Argh! Disgusting shit.

He clears his throat and spits on the sidewalk. The skinny one lets out a scornful chuckle.

Where’d you come from, nutcase?

He gets up, signals to the waitress, leaves the money on the table, turns his back to the men, and walks away talking.

It all started a long, long time ago, he says in a drawn-out, theatrical voice as he walks toward the beach and points at the shadowy mass of the hills. It was a dark… stormy night…

What a mess, he hears one of them say.

He laughs to himself, checks to make sure Beta is behind him, and stomps his way through the puddles until he reaches the sand. Garopaba is on his right, far away and ghostly. He walks to his left until he comes to a seaside hill and takes a trail that soon leaves him on a craggy headland. The waves crash with gusto against the larger rocks, throwing spray high into the air. The rain has dwindled to a drizzle, and he looks for a way through for the dog, but it is growing more and more difficult. Over the rocks, over the rocks, this is the way, he mutters to himself. He steps from one to another and slowly leaves Siriú behind him. For a long time all he can see is the top of the next rock.

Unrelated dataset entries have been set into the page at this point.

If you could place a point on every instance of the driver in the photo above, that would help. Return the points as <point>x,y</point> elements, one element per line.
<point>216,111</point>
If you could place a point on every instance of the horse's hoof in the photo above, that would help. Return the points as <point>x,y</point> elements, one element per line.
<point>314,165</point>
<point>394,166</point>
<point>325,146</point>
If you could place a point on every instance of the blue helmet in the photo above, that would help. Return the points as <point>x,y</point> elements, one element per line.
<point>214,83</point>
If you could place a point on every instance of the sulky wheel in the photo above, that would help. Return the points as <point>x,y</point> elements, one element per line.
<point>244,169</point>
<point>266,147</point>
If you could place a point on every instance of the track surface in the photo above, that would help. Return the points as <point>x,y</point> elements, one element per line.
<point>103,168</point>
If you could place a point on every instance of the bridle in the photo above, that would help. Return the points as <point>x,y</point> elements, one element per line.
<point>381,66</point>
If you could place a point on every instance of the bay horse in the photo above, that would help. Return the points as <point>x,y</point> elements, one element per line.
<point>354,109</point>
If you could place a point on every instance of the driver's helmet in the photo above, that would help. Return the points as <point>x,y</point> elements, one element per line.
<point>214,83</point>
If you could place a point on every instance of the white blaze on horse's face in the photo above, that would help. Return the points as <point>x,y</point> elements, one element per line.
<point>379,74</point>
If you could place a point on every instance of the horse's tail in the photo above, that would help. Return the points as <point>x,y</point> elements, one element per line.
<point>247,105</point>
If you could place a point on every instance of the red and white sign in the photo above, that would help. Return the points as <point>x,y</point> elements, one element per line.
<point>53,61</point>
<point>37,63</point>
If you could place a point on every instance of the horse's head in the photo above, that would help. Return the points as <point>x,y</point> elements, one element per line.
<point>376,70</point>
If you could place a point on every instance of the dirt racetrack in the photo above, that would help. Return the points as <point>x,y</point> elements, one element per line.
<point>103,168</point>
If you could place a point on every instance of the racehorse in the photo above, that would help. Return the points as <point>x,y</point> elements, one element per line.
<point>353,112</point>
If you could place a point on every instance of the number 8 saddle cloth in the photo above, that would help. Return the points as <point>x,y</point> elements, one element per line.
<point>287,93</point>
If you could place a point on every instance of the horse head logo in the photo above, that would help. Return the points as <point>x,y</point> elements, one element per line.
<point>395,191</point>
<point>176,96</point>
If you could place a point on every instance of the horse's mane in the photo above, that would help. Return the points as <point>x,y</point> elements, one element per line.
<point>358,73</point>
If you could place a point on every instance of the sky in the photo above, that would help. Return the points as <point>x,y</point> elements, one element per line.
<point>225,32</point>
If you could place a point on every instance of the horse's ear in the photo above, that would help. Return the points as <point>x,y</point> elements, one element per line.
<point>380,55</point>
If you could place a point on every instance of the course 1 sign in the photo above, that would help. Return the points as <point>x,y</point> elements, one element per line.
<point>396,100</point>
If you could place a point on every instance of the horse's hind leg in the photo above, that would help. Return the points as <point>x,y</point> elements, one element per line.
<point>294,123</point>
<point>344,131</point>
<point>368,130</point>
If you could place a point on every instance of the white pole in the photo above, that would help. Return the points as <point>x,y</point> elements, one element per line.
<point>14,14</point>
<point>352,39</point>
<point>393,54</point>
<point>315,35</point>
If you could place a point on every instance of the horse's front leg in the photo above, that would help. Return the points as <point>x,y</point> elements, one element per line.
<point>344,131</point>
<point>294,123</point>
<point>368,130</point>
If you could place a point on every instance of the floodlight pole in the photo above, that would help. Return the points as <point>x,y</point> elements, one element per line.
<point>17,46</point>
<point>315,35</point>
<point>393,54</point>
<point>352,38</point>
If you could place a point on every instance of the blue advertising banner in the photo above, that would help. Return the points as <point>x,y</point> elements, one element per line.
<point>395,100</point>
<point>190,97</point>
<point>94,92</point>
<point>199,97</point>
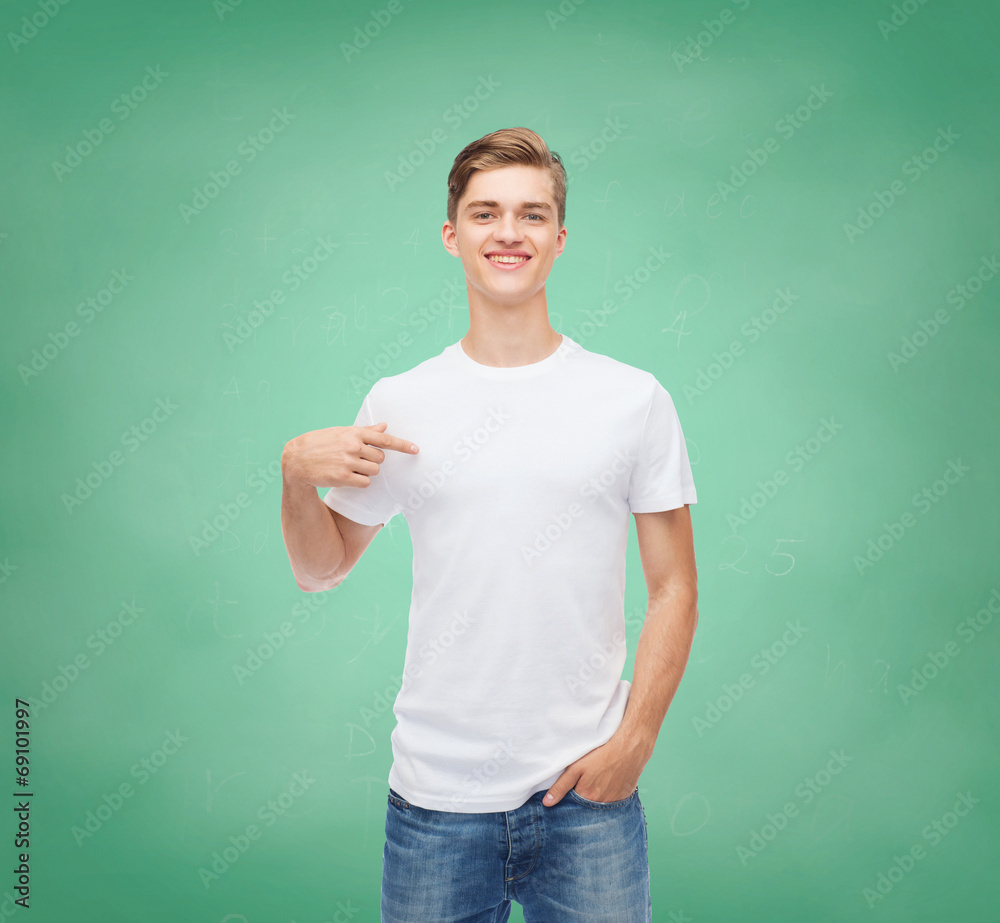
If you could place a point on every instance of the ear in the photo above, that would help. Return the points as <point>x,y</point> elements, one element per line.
<point>561,240</point>
<point>450,239</point>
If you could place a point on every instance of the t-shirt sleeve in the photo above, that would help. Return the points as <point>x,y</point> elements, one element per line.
<point>372,505</point>
<point>661,476</point>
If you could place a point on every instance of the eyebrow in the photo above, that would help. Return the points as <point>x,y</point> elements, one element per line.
<point>489,203</point>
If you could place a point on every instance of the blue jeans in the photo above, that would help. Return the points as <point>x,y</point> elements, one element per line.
<point>577,861</point>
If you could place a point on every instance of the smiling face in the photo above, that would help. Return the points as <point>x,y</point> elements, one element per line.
<point>506,234</point>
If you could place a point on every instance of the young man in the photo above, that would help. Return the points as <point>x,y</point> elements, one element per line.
<point>518,746</point>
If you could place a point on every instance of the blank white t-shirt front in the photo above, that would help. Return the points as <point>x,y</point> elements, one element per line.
<point>518,506</point>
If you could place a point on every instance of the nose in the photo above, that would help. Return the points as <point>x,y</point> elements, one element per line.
<point>506,229</point>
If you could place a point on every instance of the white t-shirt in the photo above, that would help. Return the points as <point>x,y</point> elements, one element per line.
<point>518,506</point>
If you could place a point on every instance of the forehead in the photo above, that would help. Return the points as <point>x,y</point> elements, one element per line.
<point>510,185</point>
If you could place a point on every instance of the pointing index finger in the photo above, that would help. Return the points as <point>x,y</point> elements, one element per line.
<point>388,441</point>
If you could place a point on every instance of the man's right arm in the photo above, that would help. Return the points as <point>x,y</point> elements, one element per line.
<point>324,545</point>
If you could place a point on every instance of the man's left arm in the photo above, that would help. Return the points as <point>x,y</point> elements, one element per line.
<point>666,546</point>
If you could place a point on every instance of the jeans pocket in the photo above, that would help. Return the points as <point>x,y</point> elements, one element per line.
<point>601,804</point>
<point>398,800</point>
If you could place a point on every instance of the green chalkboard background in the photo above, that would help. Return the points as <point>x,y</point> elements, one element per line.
<point>168,167</point>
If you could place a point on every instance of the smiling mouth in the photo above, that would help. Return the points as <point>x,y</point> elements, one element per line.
<point>508,260</point>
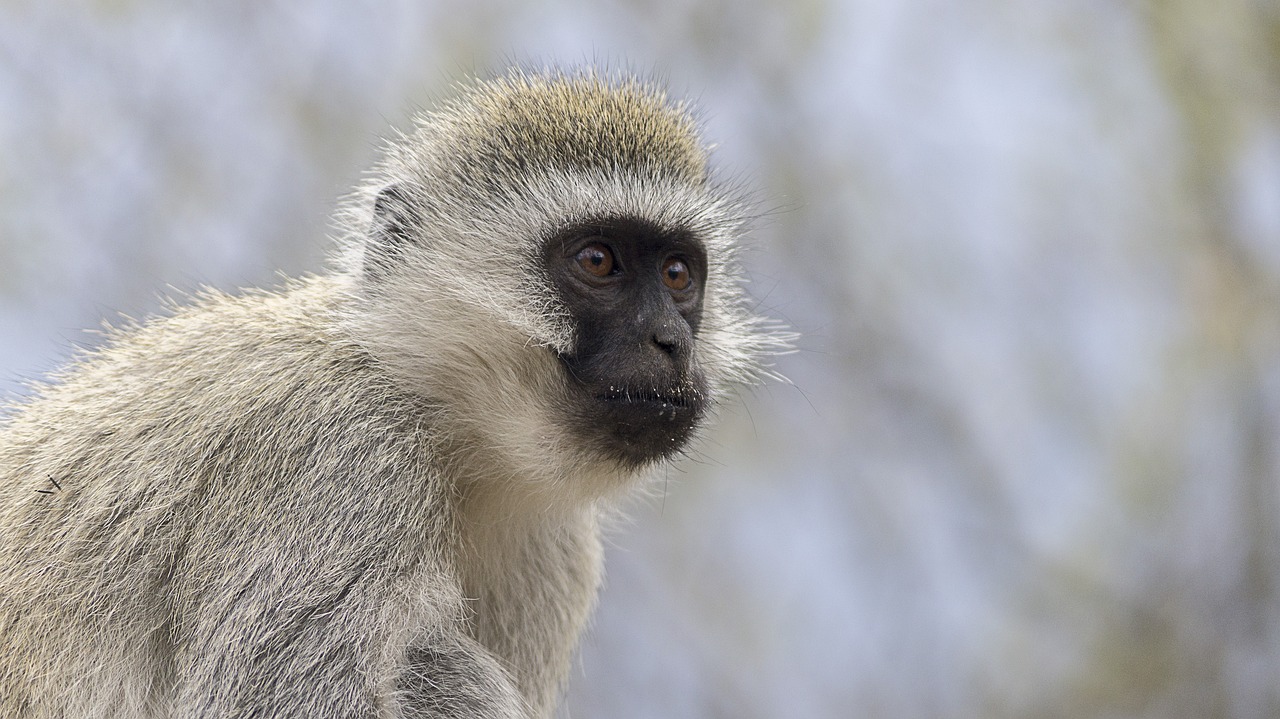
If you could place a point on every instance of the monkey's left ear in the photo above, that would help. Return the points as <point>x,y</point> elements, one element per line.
<point>392,227</point>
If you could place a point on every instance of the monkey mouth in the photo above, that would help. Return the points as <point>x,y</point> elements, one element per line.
<point>676,398</point>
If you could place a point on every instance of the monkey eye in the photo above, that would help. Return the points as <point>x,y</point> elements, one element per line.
<point>595,259</point>
<point>675,274</point>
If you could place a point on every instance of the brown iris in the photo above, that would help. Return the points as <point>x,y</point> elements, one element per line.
<point>595,259</point>
<point>675,274</point>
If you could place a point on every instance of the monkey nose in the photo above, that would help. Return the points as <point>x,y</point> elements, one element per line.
<point>670,338</point>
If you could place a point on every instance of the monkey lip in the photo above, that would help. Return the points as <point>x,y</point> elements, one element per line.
<point>652,397</point>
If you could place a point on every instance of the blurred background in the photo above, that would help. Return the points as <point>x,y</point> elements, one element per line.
<point>1029,465</point>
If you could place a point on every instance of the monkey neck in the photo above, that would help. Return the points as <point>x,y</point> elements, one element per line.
<point>530,577</point>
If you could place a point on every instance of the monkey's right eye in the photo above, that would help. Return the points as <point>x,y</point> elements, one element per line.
<point>595,259</point>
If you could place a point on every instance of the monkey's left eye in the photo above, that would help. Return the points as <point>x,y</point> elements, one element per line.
<point>675,274</point>
<point>595,259</point>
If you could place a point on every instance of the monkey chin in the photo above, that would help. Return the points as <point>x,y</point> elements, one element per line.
<point>641,427</point>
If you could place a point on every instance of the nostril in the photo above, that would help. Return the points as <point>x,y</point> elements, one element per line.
<point>666,344</point>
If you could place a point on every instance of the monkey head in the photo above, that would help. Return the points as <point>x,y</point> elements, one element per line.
<point>549,251</point>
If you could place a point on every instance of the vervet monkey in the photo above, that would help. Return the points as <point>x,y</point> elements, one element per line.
<point>375,491</point>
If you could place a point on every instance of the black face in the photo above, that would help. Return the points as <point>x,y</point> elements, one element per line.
<point>635,294</point>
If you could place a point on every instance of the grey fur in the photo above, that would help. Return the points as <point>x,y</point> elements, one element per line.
<point>350,495</point>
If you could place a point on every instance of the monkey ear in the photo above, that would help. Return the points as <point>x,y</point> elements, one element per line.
<point>391,229</point>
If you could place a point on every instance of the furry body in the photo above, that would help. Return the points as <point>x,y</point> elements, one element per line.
<point>355,495</point>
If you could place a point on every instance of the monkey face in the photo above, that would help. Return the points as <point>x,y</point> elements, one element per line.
<point>635,297</point>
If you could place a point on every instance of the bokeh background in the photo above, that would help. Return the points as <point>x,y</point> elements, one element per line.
<point>1029,461</point>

When he finally raises his head to look around, he realizes that it is growing dark. He is in the middle of a rocky headland between nothing and nowhere and has already come too far to turn back. He steps on a loose stone, and his fall is broken by his backpack, but his elbow gets a good whack, and he feels the pain travel up his arm to his shoulder like an electric shock. He tests the joint and feels his arm with his other hand. A little blood and some throbbing, nothing to worry about. He lifts the dog onto the larger rocks before scaling them himself. He progresses in this manner until the boulders of granite give way to greenery. He tries to climb the slope, but the barrier of bushes is too dense and thorny. He returns to the rocks, and shortly before it is pitch black, he spots a natural shelter between two large boulders. As he draws closer, he discovers that the narrow cavity extends inward a short way, forming a small, dry grotto. He leaves his backpack inside, makes the dog comfortable, and sits at the entrance to his triangular niche as if he were a stone statue placed in the most improbable, absurd place precisely so as not to be seen. The ocean in front of him is a large mass of darkness that is darker than the night, a monster that is both invisible and manifest. He knows he is well above the high-tide mark but is afraid anyway. It is the same kind of irrational fear that slowly grips him when he is swimming alone in deep water. On the other hand, where else could he be safer and more protected? Nothing can touch him here. In a few hours the day will dawn as always, and he will be able to leave. No possible surprises tonight. Nothing can happen. Not here.